La Tribune Toulouse (Edition Quotidienne)
Vins de Bordeaux : un accord pour un contrat de filière plus rémunérateur pour les producteurs
Avec, comme corollaire, un effondrement des prix du vrac payés aux producteurs.
« Le point crucial c’est la juste valorisation du travail du viticulteur, tout le monde est d’accord pour dire que c’est inacceptable qu’un chef d’entreprise ne puisse vivre de son travail ! », résume Allan Sichel. Il reste à savoir comment faire : « Il n’y a pas de baguette magique mais cette réunion est un point de départ pour trouver un nouveau mode opératoire avec la grande distribution. »
« S’il y a une volonté, il y a un chemin », assure Etienne Guyot. Mais, en l’occurrence, le chemin s’apparente à une sinueuse ligne de crête. À la sortie de la réunion, les professionnels annoncent vouloir travailler à « un contrat de filière associant tous les acteurs pour travailler sur les indicateurs objectifs qui restent à construire pour sécuriser les contrats amonts », c’est à dire le prix auquel le viticulteur vend à son premier acheteur. « Tous les opérateurs sont d’accord pour travailler dessus », ajoute Allan Sichel, saluant la « bonne volonté » des enseignes de la grande distribution présentes, comme Carrefour, Auchan ou Intermarché bien qu’elles se soient échappées en catimini.
Le noeud du problème
« La difficulté de ce type de réunions c’est qu’on doit parler de prix, de coûts et de rémunération sans parler de prix, de coûts et de rémunération puisqu’on tomberait alors dans une entente sur les prix ce qui serait parfaitement illégal », observe Stéphane Gabard, le président du syndicat des AOC Bordeaux et Bordeaux supérieur. S’il n’est donc pas question ici de fixer un prix plancher unique au tonneau, les discussions porteront sur plusieurs paramètres : « Il nous faut pondérer un coût de production avec d’autres données telles que le revenu ou les situations de marché. Pour être valable, il faut impérativement que ces indicateurs soient multiples », poursuit Stéphane Gabard. Mais, même dans ces conditions, les marges laissées par la loi Egalim sont étroites, comme l’explique Fabien Bova, le directeur du
CIVB : « L’enjeu c’est de sécuriser le contrat amont et pour cela il nous trouver ou créer juridiquement un lien déterminant entre, d’une part, les indicateurs de coûts et de revenus que nous construirons collectivement et, d’autre part, le prix effectivement payé aux producteurs.

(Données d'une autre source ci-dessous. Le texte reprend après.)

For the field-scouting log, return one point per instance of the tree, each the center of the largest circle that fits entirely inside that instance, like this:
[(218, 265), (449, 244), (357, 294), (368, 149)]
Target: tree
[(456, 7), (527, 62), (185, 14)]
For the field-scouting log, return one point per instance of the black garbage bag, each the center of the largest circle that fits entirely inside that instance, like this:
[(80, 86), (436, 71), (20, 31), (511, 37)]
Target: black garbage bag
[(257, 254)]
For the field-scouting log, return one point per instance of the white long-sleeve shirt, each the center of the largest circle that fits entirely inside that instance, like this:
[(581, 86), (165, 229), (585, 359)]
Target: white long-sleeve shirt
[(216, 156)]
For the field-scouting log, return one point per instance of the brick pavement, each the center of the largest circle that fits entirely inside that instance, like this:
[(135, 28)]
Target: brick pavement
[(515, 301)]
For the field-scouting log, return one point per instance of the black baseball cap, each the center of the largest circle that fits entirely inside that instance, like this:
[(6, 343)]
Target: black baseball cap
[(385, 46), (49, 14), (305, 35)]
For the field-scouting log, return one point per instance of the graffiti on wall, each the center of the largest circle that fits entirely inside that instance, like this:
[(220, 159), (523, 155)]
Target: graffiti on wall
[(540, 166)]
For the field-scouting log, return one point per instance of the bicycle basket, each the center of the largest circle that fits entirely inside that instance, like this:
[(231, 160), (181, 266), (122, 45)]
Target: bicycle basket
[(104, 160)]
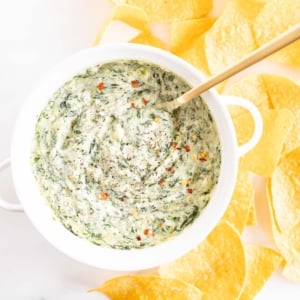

C’est là qu’est le noeud du problème ! » L’interprofession et le préfet veulent donc profiter de la mission parlementaire sur la loi Egalim qui doit rendre ses conclusions avant l’été.
Obtenir des résultats pour la récolte 2024
Pour dénouer ce noeud, les acteurs semblent tous décider à compter en mois et non en années afin d’avoir un impact dès les négociations commerciales de la récolte 2024. Mais d’ici là, les enseignes de la grande distribution, par où s’écoule 40 % des vins de Bordeaux, ont prévenu : compte tenu des opérations déjà planifiées, les bouteilles à prix cassés à moins de deux ou trois euros s’afficheront encore en magasins et en catalogue jusqu’aux foires aux vins de l’automne.
Du côté du collectif Viti33, qui fédère des vignerons en détresse, Didier Cousiney salue « une réunion novatrice » mais s’inquiète de la lenteur du processus : « Je ne vois pas comment avancer concrètement sur ce sujet de la rémunération mais j’ose croire à une évolution pour la récolte 2024 parce qu’on n’a pas le temps d’attendre : il y aura de la casse à prévoir chez les viticulteurs mais aussi chez les enseignes de la grande distribution... » Une allusion à peine voilée aux blocages intervenus ces dernières semaines dans les sites girondins de Lidl, Raymond, Castel Frères, Les Grands chais de France, Système U ou encore Carrefour. Maigre consolation, les cours du Bordeaux devraient remonter naturellement en 2024 après l’arrachage subventionné de quelque 8.000 hectares en Gironde, la distillation d’une partie des excédents et la petite récolte 2023 (3,8 millions d’hectolitres) liés aux aléas climatiques.